Burlington College Closing Due To Financial Woes
After years of financial troubles, Burlington College, a small alternative college in the northern end of the city, is closing its academic programs at the end of the month.
School officials announced Monday that after People's United Bank refused to renew a line of credit to the college, they had no choice but to close it.
“Since July 2014, the college has been on probation with its accrediting agency, The New England Association of Schools and Colleges (NEASC) due to not meeting its financial resources standard,” the Burlington College release said Monday morning.
Under the leadership of interim President Mike Smith in 2014, the college sold a significant swath of land to a local developer in an effort to reduce its debt load. Now under the leadership of Carol Moore, the college apparently wasn't able to fully recover.
Much of Burlington College's debt was from the purchase of its headquarters building along with 32 acres of land. Under the leadership of then-President Jane Sanders, the wife of Sen. Bernie Sanders, the college purchased the land from the cash-strapped Catholic Diocese in 2010.
“The Federal Department of Education allows a college only two years of probation," the release states. "Hence, we anticipate notice from NEASC that we have not met the commission’s financial standard, and, therefore, our accreditation will be lifted as of January 2017, and the college will not be able to award academic credit after this time.”
The college found that “[t]hese hurdles are insurmountable at this time,” according to the release.

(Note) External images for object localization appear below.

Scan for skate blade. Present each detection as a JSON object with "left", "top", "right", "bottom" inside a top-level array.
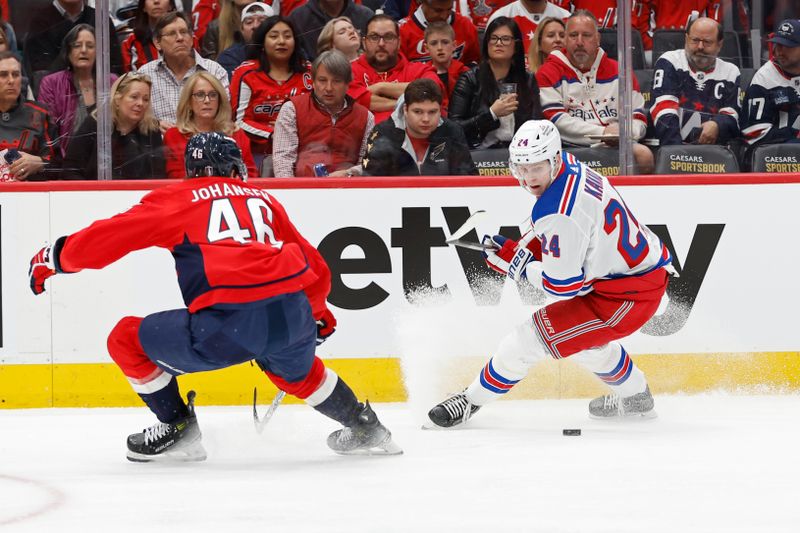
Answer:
[
  {"left": 589, "top": 410, "right": 658, "bottom": 421},
  {"left": 127, "top": 440, "right": 208, "bottom": 463},
  {"left": 333, "top": 436, "right": 404, "bottom": 456}
]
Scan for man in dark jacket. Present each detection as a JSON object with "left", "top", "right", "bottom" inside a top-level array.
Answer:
[
  {"left": 288, "top": 0, "right": 374, "bottom": 61},
  {"left": 23, "top": 0, "right": 123, "bottom": 87},
  {"left": 363, "top": 78, "right": 477, "bottom": 176}
]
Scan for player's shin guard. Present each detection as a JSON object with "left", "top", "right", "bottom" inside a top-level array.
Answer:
[
  {"left": 464, "top": 319, "right": 548, "bottom": 405},
  {"left": 107, "top": 316, "right": 188, "bottom": 423},
  {"left": 572, "top": 343, "right": 648, "bottom": 398}
]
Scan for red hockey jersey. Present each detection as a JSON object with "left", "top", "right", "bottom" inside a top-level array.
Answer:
[
  {"left": 57, "top": 177, "right": 331, "bottom": 316},
  {"left": 348, "top": 53, "right": 445, "bottom": 123},
  {"left": 230, "top": 61, "right": 313, "bottom": 154},
  {"left": 466, "top": 0, "right": 514, "bottom": 30},
  {"left": 399, "top": 7, "right": 481, "bottom": 65}
]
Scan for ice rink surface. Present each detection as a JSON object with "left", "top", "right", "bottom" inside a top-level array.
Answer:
[{"left": 1, "top": 393, "right": 799, "bottom": 533}]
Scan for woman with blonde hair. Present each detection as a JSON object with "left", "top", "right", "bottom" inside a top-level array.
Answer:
[
  {"left": 63, "top": 72, "right": 166, "bottom": 179},
  {"left": 163, "top": 71, "right": 257, "bottom": 178},
  {"left": 316, "top": 16, "right": 361, "bottom": 61},
  {"left": 527, "top": 17, "right": 565, "bottom": 73}
]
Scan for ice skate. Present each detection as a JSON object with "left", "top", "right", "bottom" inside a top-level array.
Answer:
[
  {"left": 327, "top": 401, "right": 402, "bottom": 456},
  {"left": 589, "top": 386, "right": 656, "bottom": 420},
  {"left": 127, "top": 390, "right": 207, "bottom": 462},
  {"left": 425, "top": 390, "right": 481, "bottom": 429}
]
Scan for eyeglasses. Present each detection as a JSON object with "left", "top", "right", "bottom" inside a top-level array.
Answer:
[
  {"left": 688, "top": 37, "right": 717, "bottom": 47},
  {"left": 489, "top": 35, "right": 516, "bottom": 46},
  {"left": 365, "top": 33, "right": 398, "bottom": 43},
  {"left": 160, "top": 28, "right": 191, "bottom": 40},
  {"left": 192, "top": 91, "right": 220, "bottom": 102}
]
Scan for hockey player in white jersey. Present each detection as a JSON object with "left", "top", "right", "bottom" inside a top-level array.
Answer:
[{"left": 428, "top": 120, "right": 673, "bottom": 427}]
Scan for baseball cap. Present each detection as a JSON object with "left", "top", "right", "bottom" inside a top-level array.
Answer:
[
  {"left": 241, "top": 2, "right": 274, "bottom": 22},
  {"left": 769, "top": 19, "right": 800, "bottom": 47}
]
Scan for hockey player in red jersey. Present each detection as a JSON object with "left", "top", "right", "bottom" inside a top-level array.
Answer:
[
  {"left": 28, "top": 132, "right": 401, "bottom": 462},
  {"left": 427, "top": 120, "right": 673, "bottom": 428}
]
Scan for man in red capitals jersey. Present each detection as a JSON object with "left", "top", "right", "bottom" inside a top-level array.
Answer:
[
  {"left": 28, "top": 132, "right": 401, "bottom": 462},
  {"left": 487, "top": 0, "right": 570, "bottom": 53},
  {"left": 427, "top": 120, "right": 672, "bottom": 428},
  {"left": 398, "top": 0, "right": 480, "bottom": 65},
  {"left": 349, "top": 14, "right": 445, "bottom": 123},
  {"left": 230, "top": 17, "right": 312, "bottom": 173}
]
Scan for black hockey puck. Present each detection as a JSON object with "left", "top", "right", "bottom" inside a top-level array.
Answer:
[{"left": 562, "top": 429, "right": 581, "bottom": 436}]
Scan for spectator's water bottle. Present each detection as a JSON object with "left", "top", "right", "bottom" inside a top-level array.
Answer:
[{"left": 313, "top": 163, "right": 329, "bottom": 177}]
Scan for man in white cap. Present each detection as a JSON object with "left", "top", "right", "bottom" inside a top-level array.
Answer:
[{"left": 217, "top": 2, "right": 275, "bottom": 78}]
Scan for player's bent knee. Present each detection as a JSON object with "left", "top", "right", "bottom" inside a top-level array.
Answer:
[
  {"left": 265, "top": 356, "right": 328, "bottom": 400},
  {"left": 492, "top": 319, "right": 550, "bottom": 375},
  {"left": 106, "top": 316, "right": 157, "bottom": 378}
]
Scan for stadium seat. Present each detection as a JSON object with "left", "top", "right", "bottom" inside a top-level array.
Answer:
[
  {"left": 652, "top": 30, "right": 685, "bottom": 64},
  {"left": 569, "top": 146, "right": 621, "bottom": 176},
  {"left": 470, "top": 147, "right": 510, "bottom": 176},
  {"left": 654, "top": 145, "right": 740, "bottom": 174},
  {"left": 634, "top": 69, "right": 654, "bottom": 108},
  {"left": 600, "top": 28, "right": 645, "bottom": 70},
  {"left": 739, "top": 67, "right": 757, "bottom": 92},
  {"left": 750, "top": 144, "right": 800, "bottom": 173},
  {"left": 720, "top": 31, "right": 744, "bottom": 68}
]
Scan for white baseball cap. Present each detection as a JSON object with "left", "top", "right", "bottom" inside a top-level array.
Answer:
[{"left": 241, "top": 2, "right": 274, "bottom": 22}]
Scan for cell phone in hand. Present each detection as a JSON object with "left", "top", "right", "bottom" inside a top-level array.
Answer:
[{"left": 4, "top": 148, "right": 21, "bottom": 164}]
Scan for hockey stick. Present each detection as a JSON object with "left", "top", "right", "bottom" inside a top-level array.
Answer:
[
  {"left": 447, "top": 238, "right": 496, "bottom": 251},
  {"left": 253, "top": 388, "right": 286, "bottom": 434},
  {"left": 446, "top": 210, "right": 488, "bottom": 242}
]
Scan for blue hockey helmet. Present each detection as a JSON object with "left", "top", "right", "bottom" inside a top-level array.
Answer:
[{"left": 185, "top": 132, "right": 248, "bottom": 181}]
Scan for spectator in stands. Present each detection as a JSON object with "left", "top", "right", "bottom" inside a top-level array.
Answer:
[
  {"left": 203, "top": 0, "right": 261, "bottom": 59},
  {"left": 62, "top": 72, "right": 166, "bottom": 180},
  {"left": 527, "top": 16, "right": 564, "bottom": 72},
  {"left": 38, "top": 25, "right": 119, "bottom": 159},
  {"left": 450, "top": 16, "right": 542, "bottom": 149},
  {"left": 651, "top": 17, "right": 740, "bottom": 147},
  {"left": 383, "top": 0, "right": 413, "bottom": 21},
  {"left": 742, "top": 19, "right": 800, "bottom": 147},
  {"left": 230, "top": 16, "right": 312, "bottom": 174},
  {"left": 0, "top": 52, "right": 56, "bottom": 181},
  {"left": 288, "top": 0, "right": 374, "bottom": 61},
  {"left": 217, "top": 2, "right": 274, "bottom": 77},
  {"left": 0, "top": 4, "right": 17, "bottom": 53},
  {"left": 487, "top": 0, "right": 570, "bottom": 53},
  {"left": 349, "top": 14, "right": 445, "bottom": 124},
  {"left": 191, "top": 0, "right": 222, "bottom": 48},
  {"left": 363, "top": 78, "right": 477, "bottom": 175},
  {"left": 121, "top": 0, "right": 179, "bottom": 73},
  {"left": 537, "top": 10, "right": 654, "bottom": 173},
  {"left": 424, "top": 22, "right": 468, "bottom": 102},
  {"left": 163, "top": 72, "right": 258, "bottom": 179},
  {"left": 273, "top": 50, "right": 373, "bottom": 177},
  {"left": 398, "top": 0, "right": 480, "bottom": 66},
  {"left": 139, "top": 11, "right": 230, "bottom": 130},
  {"left": 0, "top": 25, "right": 7, "bottom": 53},
  {"left": 317, "top": 16, "right": 362, "bottom": 61},
  {"left": 24, "top": 0, "right": 123, "bottom": 89}
]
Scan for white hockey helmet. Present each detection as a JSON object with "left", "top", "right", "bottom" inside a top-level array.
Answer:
[{"left": 509, "top": 120, "right": 562, "bottom": 194}]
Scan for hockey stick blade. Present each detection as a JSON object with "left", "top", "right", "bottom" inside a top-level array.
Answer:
[
  {"left": 253, "top": 388, "right": 286, "bottom": 434},
  {"left": 446, "top": 238, "right": 496, "bottom": 251},
  {"left": 447, "top": 210, "right": 488, "bottom": 242}
]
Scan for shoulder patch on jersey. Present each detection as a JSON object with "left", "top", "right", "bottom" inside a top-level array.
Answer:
[{"left": 531, "top": 153, "right": 581, "bottom": 222}]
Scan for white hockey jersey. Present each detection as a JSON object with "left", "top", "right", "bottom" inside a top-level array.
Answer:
[
  {"left": 536, "top": 49, "right": 648, "bottom": 146},
  {"left": 530, "top": 151, "right": 672, "bottom": 299}
]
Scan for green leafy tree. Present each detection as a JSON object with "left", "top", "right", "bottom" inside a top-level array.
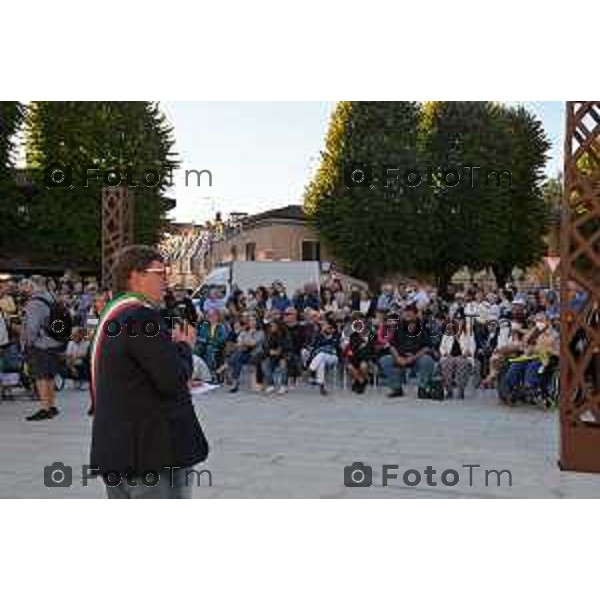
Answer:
[
  {"left": 304, "top": 101, "right": 422, "bottom": 284},
  {"left": 418, "top": 101, "right": 512, "bottom": 290},
  {"left": 542, "top": 174, "right": 563, "bottom": 255},
  {"left": 0, "top": 101, "right": 26, "bottom": 252},
  {"left": 306, "top": 101, "right": 551, "bottom": 290},
  {"left": 489, "top": 105, "right": 550, "bottom": 287},
  {"left": 24, "top": 101, "right": 178, "bottom": 270}
]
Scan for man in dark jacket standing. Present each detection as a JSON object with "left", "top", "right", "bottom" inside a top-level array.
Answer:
[
  {"left": 90, "top": 245, "right": 209, "bottom": 499},
  {"left": 379, "top": 303, "right": 436, "bottom": 399}
]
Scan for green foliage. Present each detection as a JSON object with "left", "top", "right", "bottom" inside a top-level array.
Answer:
[
  {"left": 304, "top": 101, "right": 551, "bottom": 289},
  {"left": 418, "top": 101, "right": 510, "bottom": 287},
  {"left": 305, "top": 101, "right": 421, "bottom": 282},
  {"left": 542, "top": 174, "right": 563, "bottom": 207},
  {"left": 0, "top": 101, "right": 26, "bottom": 251},
  {"left": 0, "top": 101, "right": 25, "bottom": 170},
  {"left": 542, "top": 174, "right": 563, "bottom": 255},
  {"left": 22, "top": 101, "right": 178, "bottom": 270},
  {"left": 490, "top": 105, "right": 550, "bottom": 285}
]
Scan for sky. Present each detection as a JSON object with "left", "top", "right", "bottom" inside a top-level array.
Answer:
[
  {"left": 14, "top": 101, "right": 565, "bottom": 224},
  {"left": 160, "top": 101, "right": 335, "bottom": 223},
  {"left": 161, "top": 101, "right": 565, "bottom": 224}
]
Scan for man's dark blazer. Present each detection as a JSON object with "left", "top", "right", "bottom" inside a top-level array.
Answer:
[{"left": 90, "top": 303, "right": 209, "bottom": 475}]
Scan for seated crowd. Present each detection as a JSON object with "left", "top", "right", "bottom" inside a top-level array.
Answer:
[
  {"left": 1, "top": 274, "right": 573, "bottom": 401},
  {"left": 167, "top": 279, "right": 564, "bottom": 400},
  {"left": 0, "top": 277, "right": 109, "bottom": 391}
]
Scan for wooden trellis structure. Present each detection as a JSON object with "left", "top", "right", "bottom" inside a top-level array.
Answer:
[
  {"left": 101, "top": 186, "right": 134, "bottom": 290},
  {"left": 560, "top": 101, "right": 600, "bottom": 472}
]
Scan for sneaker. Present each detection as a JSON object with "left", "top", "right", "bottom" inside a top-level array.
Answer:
[
  {"left": 319, "top": 384, "right": 328, "bottom": 396},
  {"left": 417, "top": 387, "right": 431, "bottom": 400},
  {"left": 352, "top": 379, "right": 369, "bottom": 394},
  {"left": 25, "top": 408, "right": 53, "bottom": 421},
  {"left": 265, "top": 386, "right": 276, "bottom": 394},
  {"left": 387, "top": 388, "right": 404, "bottom": 398},
  {"left": 229, "top": 385, "right": 239, "bottom": 394},
  {"left": 48, "top": 406, "right": 59, "bottom": 416},
  {"left": 277, "top": 386, "right": 288, "bottom": 395}
]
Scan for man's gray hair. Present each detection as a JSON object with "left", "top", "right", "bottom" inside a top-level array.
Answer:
[{"left": 30, "top": 275, "right": 48, "bottom": 292}]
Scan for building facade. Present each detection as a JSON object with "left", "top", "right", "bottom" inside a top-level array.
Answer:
[{"left": 206, "top": 205, "right": 332, "bottom": 270}]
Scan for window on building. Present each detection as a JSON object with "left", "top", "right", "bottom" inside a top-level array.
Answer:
[
  {"left": 245, "top": 242, "right": 256, "bottom": 261},
  {"left": 231, "top": 245, "right": 237, "bottom": 260},
  {"left": 302, "top": 240, "right": 321, "bottom": 261}
]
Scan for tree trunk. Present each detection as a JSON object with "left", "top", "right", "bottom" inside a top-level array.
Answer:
[
  {"left": 492, "top": 264, "right": 512, "bottom": 289},
  {"left": 435, "top": 269, "right": 454, "bottom": 297}
]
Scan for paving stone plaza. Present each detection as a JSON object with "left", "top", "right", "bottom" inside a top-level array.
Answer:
[{"left": 2, "top": 383, "right": 600, "bottom": 498}]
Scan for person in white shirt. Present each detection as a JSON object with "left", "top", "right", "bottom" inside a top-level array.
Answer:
[
  {"left": 465, "top": 289, "right": 484, "bottom": 321},
  {"left": 487, "top": 293, "right": 501, "bottom": 321},
  {"left": 449, "top": 292, "right": 466, "bottom": 320},
  {"left": 84, "top": 292, "right": 109, "bottom": 338},
  {"left": 439, "top": 317, "right": 477, "bottom": 399},
  {"left": 358, "top": 289, "right": 372, "bottom": 315}
]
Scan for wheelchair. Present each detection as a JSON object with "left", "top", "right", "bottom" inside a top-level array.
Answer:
[{"left": 497, "top": 354, "right": 559, "bottom": 409}]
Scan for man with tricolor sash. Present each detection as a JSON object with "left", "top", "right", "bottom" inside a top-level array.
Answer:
[{"left": 89, "top": 246, "right": 209, "bottom": 499}]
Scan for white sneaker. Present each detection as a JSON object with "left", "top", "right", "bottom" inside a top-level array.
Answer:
[
  {"left": 277, "top": 386, "right": 288, "bottom": 395},
  {"left": 265, "top": 386, "right": 276, "bottom": 394}
]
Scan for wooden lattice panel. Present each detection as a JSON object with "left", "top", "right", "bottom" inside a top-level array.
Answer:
[
  {"left": 101, "top": 186, "right": 134, "bottom": 290},
  {"left": 560, "top": 101, "right": 600, "bottom": 472}
]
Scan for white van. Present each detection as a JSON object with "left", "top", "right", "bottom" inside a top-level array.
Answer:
[{"left": 193, "top": 261, "right": 321, "bottom": 300}]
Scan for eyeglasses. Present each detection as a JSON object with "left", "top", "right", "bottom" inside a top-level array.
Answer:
[{"left": 144, "top": 267, "right": 170, "bottom": 277}]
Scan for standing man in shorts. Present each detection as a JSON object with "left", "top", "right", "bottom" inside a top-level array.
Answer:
[{"left": 21, "top": 276, "right": 66, "bottom": 421}]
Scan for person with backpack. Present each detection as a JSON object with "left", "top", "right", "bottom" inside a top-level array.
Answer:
[{"left": 21, "top": 275, "right": 72, "bottom": 421}]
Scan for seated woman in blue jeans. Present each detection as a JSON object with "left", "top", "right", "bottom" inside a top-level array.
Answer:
[
  {"left": 261, "top": 320, "right": 292, "bottom": 395},
  {"left": 196, "top": 308, "right": 229, "bottom": 380},
  {"left": 227, "top": 314, "right": 264, "bottom": 393}
]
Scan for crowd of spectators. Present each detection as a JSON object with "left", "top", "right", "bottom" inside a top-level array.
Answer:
[
  {"left": 2, "top": 270, "right": 594, "bottom": 407},
  {"left": 166, "top": 278, "right": 566, "bottom": 399}
]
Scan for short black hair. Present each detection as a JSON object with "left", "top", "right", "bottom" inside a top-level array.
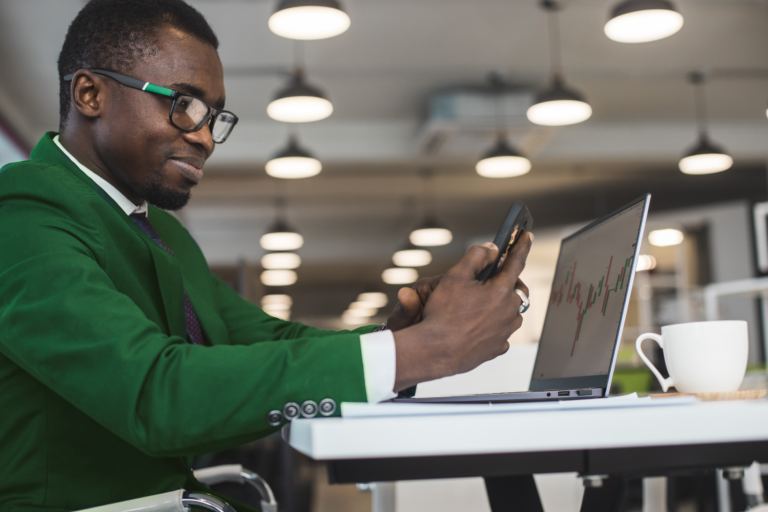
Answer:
[{"left": 57, "top": 0, "right": 219, "bottom": 126}]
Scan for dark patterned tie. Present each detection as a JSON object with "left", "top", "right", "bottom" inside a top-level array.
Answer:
[{"left": 130, "top": 212, "right": 205, "bottom": 345}]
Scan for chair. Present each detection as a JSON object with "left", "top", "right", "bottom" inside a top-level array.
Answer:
[{"left": 74, "top": 464, "right": 278, "bottom": 512}]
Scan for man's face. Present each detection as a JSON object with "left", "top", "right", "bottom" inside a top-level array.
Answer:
[{"left": 95, "top": 26, "right": 225, "bottom": 210}]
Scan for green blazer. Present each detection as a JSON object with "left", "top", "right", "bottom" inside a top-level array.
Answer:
[{"left": 0, "top": 133, "right": 372, "bottom": 512}]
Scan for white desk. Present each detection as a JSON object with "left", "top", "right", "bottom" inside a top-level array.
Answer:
[{"left": 288, "top": 399, "right": 768, "bottom": 487}]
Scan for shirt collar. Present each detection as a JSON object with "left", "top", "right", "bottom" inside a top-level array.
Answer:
[{"left": 53, "top": 135, "right": 148, "bottom": 217}]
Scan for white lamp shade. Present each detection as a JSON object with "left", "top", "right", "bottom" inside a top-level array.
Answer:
[
  {"left": 269, "top": 5, "right": 350, "bottom": 40},
  {"left": 264, "top": 307, "right": 291, "bottom": 320},
  {"left": 605, "top": 9, "right": 683, "bottom": 43},
  {"left": 261, "top": 294, "right": 293, "bottom": 307},
  {"left": 345, "top": 307, "right": 378, "bottom": 318},
  {"left": 648, "top": 229, "right": 684, "bottom": 247},
  {"left": 392, "top": 248, "right": 432, "bottom": 267},
  {"left": 262, "top": 302, "right": 291, "bottom": 312},
  {"left": 410, "top": 227, "right": 452, "bottom": 247},
  {"left": 261, "top": 252, "right": 302, "bottom": 270},
  {"left": 679, "top": 153, "right": 733, "bottom": 175},
  {"left": 260, "top": 269, "right": 298, "bottom": 286},
  {"left": 476, "top": 155, "right": 531, "bottom": 178},
  {"left": 356, "top": 292, "right": 388, "bottom": 308},
  {"left": 267, "top": 96, "right": 333, "bottom": 123},
  {"left": 527, "top": 99, "right": 592, "bottom": 126},
  {"left": 635, "top": 254, "right": 657, "bottom": 272},
  {"left": 382, "top": 267, "right": 418, "bottom": 285},
  {"left": 341, "top": 311, "right": 368, "bottom": 325},
  {"left": 260, "top": 232, "right": 304, "bottom": 251},
  {"left": 266, "top": 156, "right": 322, "bottom": 179}
]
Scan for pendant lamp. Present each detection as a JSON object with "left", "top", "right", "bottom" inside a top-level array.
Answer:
[
  {"left": 476, "top": 74, "right": 532, "bottom": 178},
  {"left": 356, "top": 292, "right": 389, "bottom": 308},
  {"left": 261, "top": 252, "right": 302, "bottom": 270},
  {"left": 678, "top": 71, "right": 732, "bottom": 175},
  {"left": 392, "top": 243, "right": 432, "bottom": 267},
  {"left": 260, "top": 219, "right": 304, "bottom": 251},
  {"left": 382, "top": 267, "right": 419, "bottom": 285},
  {"left": 260, "top": 269, "right": 298, "bottom": 286},
  {"left": 267, "top": 68, "right": 333, "bottom": 123},
  {"left": 410, "top": 217, "right": 453, "bottom": 247},
  {"left": 409, "top": 170, "right": 453, "bottom": 247},
  {"left": 266, "top": 135, "right": 322, "bottom": 179},
  {"left": 262, "top": 294, "right": 292, "bottom": 320},
  {"left": 648, "top": 228, "right": 684, "bottom": 247},
  {"left": 269, "top": 0, "right": 350, "bottom": 40},
  {"left": 679, "top": 135, "right": 733, "bottom": 175},
  {"left": 260, "top": 198, "right": 304, "bottom": 251},
  {"left": 527, "top": 1, "right": 592, "bottom": 126},
  {"left": 605, "top": 0, "right": 683, "bottom": 43},
  {"left": 476, "top": 135, "right": 531, "bottom": 178},
  {"left": 527, "top": 75, "right": 592, "bottom": 126}
]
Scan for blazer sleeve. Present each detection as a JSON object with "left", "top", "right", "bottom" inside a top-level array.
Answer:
[{"left": 0, "top": 196, "right": 368, "bottom": 458}]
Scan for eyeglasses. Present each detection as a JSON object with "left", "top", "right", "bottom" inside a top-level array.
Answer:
[{"left": 63, "top": 69, "right": 238, "bottom": 143}]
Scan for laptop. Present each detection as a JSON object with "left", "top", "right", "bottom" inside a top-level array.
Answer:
[{"left": 395, "top": 194, "right": 651, "bottom": 404}]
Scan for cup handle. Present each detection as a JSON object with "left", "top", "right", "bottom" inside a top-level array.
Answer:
[{"left": 635, "top": 333, "right": 675, "bottom": 392}]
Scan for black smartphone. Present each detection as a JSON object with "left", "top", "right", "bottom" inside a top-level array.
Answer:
[{"left": 476, "top": 202, "right": 533, "bottom": 282}]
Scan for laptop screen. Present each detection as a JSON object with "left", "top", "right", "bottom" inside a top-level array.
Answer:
[{"left": 529, "top": 195, "right": 649, "bottom": 391}]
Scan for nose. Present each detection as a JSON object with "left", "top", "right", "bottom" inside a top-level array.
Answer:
[{"left": 182, "top": 122, "right": 215, "bottom": 157}]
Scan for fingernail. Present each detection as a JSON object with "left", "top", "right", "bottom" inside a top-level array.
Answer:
[
  {"left": 482, "top": 242, "right": 497, "bottom": 250},
  {"left": 529, "top": 232, "right": 535, "bottom": 241}
]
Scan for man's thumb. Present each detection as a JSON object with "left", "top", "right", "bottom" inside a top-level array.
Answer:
[
  {"left": 397, "top": 287, "right": 421, "bottom": 317},
  {"left": 452, "top": 243, "right": 498, "bottom": 279}
]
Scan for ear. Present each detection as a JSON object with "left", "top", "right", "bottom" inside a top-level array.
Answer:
[{"left": 69, "top": 70, "right": 108, "bottom": 120}]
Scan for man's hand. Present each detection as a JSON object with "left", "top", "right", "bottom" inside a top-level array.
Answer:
[
  {"left": 392, "top": 233, "right": 533, "bottom": 391},
  {"left": 385, "top": 275, "right": 442, "bottom": 331}
]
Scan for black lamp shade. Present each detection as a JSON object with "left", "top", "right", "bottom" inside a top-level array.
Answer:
[
  {"left": 274, "top": 0, "right": 345, "bottom": 12},
  {"left": 609, "top": 0, "right": 678, "bottom": 20},
  {"left": 272, "top": 71, "right": 327, "bottom": 102},
  {"left": 533, "top": 77, "right": 588, "bottom": 105},
  {"left": 682, "top": 134, "right": 727, "bottom": 158},
  {"left": 481, "top": 137, "right": 525, "bottom": 160},
  {"left": 271, "top": 136, "right": 316, "bottom": 160}
]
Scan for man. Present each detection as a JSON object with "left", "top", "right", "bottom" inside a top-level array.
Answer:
[{"left": 0, "top": 1, "right": 531, "bottom": 511}]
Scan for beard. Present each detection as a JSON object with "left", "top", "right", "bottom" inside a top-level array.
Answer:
[
  {"left": 140, "top": 173, "right": 191, "bottom": 211},
  {"left": 113, "top": 165, "right": 192, "bottom": 211}
]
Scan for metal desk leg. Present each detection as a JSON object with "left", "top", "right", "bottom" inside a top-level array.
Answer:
[
  {"left": 372, "top": 482, "right": 396, "bottom": 512},
  {"left": 484, "top": 475, "right": 544, "bottom": 512},
  {"left": 579, "top": 476, "right": 625, "bottom": 512}
]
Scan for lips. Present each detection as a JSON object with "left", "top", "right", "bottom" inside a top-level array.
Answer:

The campus of Burlington College does not look like a closed college. There's still a tent up from graduation this weekend and a temporary sign out front that says "congratulations graduates."
Inside the college's North Avenue headquarters Monday morning, there was no one at the front desk.
A young woman was carrying two paintings out of the building; she said she'd just graduated over the weekend.
She didn't give her name, but she offered a single comment about the morning announcement: “It's really sad.”
After a few tearful hugs with some of the college's staff, she left with her things.
This year's graduating class will be the last to emerge from Burlington College with a degree since it was founded in 1972 as an alternative to typical classroom education.
Students weren't even informed about the school's closure until after graduation, even though the board of trustees voted to close last Friday.
“People's United Bank is our lender, and they did decide that they're not going to renew our line of credit,” said Burlington College president Carol Moore at Monday afternoon’s press conference.
Moore's predecessor, Mike Smith, was surprised to hear the news.
“All indications were that Carol Moore — Dr. Carol Moore — had the school moving in the right direction from everything I had heard,” Smith says. “I haven't been involved in more than 18 months now, but everything I had been told, the school was moving in the right direction.”
And whatever the financial risk of the college's line of credit, Smith said the debt deal he was aware of wasn't all that risky for the bank.
“Through the agreement that was crafted 18 months ago with the letter of credit, they have collateral,” Smith said. "They have different things that they can access in order to keep the letter of credit.”
Plus, Smith made a deal to sell much of the college's land and that cut way down on the debt the school had to the bank.
"It's going to be very difficult to find another perfect spot like Burlington College for some of these folks." — Coralee Holm, dean of operations and advancements
The bulk of that debt came in 2010 when the college bought its North Avenue headquarters from the Catholic Diocese, which was itself deeply in debt at the time after legal settlements over sex abuse cases.
But one deeply indebted owner replaced another, and the college was never able to come up with the cash flow to pay off the property in full, even after that land deal.
Coralee Holm is the college's dean of operations and advancements. She said the closure is heartbreaking.
“To see an institution go out of business is very difficult because these students who are served here, it's going to be very difficult to find another perfect spot like Burlington College for some of these folks,” Holm said Monday.
"The higher education community has extended their support to the college and all of our current students will be able to continue their education at a neighboring college and graduate as scheduled,” reads the release the college sent out Monday. “Newly deposited students for fall 2016 will also be welcomed by colleges within Vermont, of their choosing."
Moore says the college has already reached out to Vermont State Colleges and some small private colleges in the state to find placements for Burlington College's students.
Enrique Corredera, the university communications director at the University of Vermont, offered the following response to Burlington College's closure:
"The closing of Burlington College is unfortunate, and we are sympathetic to the situation students find themselves in. We would be happy to discuss the options that are available to Burlington College students at UVM, subject to the university’s admissions requirements and transfer policies."
Wherever they end up, those students won't be getting their degrees under a tent on North Avenue.
Update 2:13 p.m. and 6:00 p.m. This story has been updated to include additional reporting, including comments from UVM's Enrique Corredera, Burlington College’s Coralee Holm, Carol Moore and former president Mike Smith.
Correction 4:44 p.m. May 2, 2017 An earlier version of this story included a misspelling of Coralee Holm's name. The above text has been corrected.